Just bumped into this (once again). If you create a custom spot swatch in your document palette by changing its mode from process to spot it won't export as spot unless you change it's name first, then change property to spot. If you do it other way around it won't work. It was a bug in previous versions that i believe was resolved in 2018 or 2017 and now it's back again. I've also noticed that if you create color style swatch with pantone it will export named after swatch name (for example „ColorStyle1”) instead of pantone name.
How did it work in previous versions? I do not use custom palettes except for CutContour for cutting and after X5 when color management was done I remember they were addressing color palettes in X6. One of the problems with color palettes at that time is that CorelDRAW was allowing commercial swatches to be renamed causing issues with conversion in output devices.
CorelDRAW was allowing several non-compliant mistakes to be made by the user previously and they were addressing them in X6 and the patches in X6 and I believe X7.
If you have 2018 to check the behavior against that would be a great start. I believe it forcing name changes was part of the process but with 2019 the process should duplicate 2018.
I'm not sure to understand you correctly, because you talk about "document palette" first, but later you talk about color style swatch, so it's relative to create a Color Styles
If you create a color style using a Pantone, and Publish as PDF it should be output as Pantone.

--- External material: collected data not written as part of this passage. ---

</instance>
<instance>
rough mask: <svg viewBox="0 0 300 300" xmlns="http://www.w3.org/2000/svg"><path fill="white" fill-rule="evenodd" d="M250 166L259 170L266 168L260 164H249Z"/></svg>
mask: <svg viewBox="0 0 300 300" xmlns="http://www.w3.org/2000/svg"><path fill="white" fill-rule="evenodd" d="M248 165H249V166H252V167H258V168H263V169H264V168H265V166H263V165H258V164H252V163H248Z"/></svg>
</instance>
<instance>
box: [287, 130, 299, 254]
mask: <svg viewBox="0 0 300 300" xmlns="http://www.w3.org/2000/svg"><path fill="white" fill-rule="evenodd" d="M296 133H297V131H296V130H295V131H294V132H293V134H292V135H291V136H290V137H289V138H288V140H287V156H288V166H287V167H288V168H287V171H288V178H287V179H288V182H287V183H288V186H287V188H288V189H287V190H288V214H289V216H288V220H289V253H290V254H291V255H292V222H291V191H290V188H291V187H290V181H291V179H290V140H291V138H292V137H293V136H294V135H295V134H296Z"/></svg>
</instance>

A mention about color styles was just a little offtopic but still it's a problem. It actually exports as spot color but inherits name from color styles swatch name, not from actual pantone. Will try to post screenshots tommorow when i'm at work.
Unfortunatelly i unistalled 2018 so i can't check this but i believe it was working properly. There was an issue with previous Draw versions, can't remember which ones.
I remember an issue with custom spot palettes not exporting to PDF if the auto update to the document palette was disabled.